It is a rare event that mathematicians, cozily ensconced in the world of established theories, should extract, by dint of pioneering work, some new gem that later generations will spend decades polishing and refining. The hard-won theory of matroids is one such instance. Rich in connections with mathematics, pure and applied, deeply rooted in the utmost reaches of combinatorial thinking, strongly motivated by the toughest combinatorial problems of our day, this theory has emerged as the proving ground of the idea that combinatorics, too, can yield to the power of systematic thinking.

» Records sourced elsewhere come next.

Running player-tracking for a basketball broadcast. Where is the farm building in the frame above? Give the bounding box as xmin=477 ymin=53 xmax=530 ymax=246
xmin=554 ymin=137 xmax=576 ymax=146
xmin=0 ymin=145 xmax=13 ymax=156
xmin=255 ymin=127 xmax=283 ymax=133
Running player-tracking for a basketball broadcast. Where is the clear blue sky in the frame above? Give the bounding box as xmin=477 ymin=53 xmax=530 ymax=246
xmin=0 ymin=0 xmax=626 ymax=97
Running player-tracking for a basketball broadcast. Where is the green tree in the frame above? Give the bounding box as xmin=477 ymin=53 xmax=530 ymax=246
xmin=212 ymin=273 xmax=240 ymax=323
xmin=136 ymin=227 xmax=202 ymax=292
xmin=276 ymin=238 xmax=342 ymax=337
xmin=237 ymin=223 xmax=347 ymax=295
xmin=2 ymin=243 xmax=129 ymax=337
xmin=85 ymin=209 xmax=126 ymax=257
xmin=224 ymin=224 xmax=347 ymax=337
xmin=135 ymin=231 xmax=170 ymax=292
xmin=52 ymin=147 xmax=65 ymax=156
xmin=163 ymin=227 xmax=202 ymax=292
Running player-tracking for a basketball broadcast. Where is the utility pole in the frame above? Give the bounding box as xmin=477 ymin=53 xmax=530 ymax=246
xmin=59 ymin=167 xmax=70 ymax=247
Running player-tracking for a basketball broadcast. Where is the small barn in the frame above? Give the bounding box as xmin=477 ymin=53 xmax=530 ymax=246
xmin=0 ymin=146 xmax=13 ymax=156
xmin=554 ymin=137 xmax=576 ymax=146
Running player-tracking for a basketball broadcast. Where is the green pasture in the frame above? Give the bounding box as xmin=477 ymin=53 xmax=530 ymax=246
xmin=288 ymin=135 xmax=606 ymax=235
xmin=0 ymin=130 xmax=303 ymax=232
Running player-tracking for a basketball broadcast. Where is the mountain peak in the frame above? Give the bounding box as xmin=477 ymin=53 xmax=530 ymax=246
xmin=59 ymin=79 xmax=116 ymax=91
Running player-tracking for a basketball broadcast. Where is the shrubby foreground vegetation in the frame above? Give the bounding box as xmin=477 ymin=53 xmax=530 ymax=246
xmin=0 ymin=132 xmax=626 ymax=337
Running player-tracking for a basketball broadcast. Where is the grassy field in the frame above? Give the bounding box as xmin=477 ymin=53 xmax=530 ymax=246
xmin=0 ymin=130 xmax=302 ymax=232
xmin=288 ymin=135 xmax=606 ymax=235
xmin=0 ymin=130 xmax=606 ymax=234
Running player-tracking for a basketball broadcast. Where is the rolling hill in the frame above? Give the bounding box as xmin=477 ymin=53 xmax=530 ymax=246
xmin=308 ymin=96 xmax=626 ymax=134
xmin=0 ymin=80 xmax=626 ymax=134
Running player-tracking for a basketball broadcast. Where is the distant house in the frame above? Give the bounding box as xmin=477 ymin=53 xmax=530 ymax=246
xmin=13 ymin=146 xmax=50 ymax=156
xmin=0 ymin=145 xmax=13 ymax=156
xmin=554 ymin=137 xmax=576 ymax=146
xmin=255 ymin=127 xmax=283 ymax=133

A superficial look at the theory of matroids might lead to the conclusion that it is largely an abstraction of linear algebra. It was noticed quite some time ago that the elementary theory of linear dependence can be developed from the MacLane-Steinitz exchange axiom. In fact, this abstraction was first exploited in the theory of transcendence degrees of fields. But such a conclusion would be unwarranted. What the theory of matroids provides is a variety of cryptomorphic axiomatic approaches, each of which corresponds to a genuinely new way of looking at linear algebra. Linear algebraists might not easily be led to these axiomatic approaches. The axiomatization of matroids by the notion of a minimal dependent set, for example, leads to the deeper matching theorems for sets of vectors. The axiomatization by the notion of rank leads to the classification of projectively invariant constructions of new matroids from old.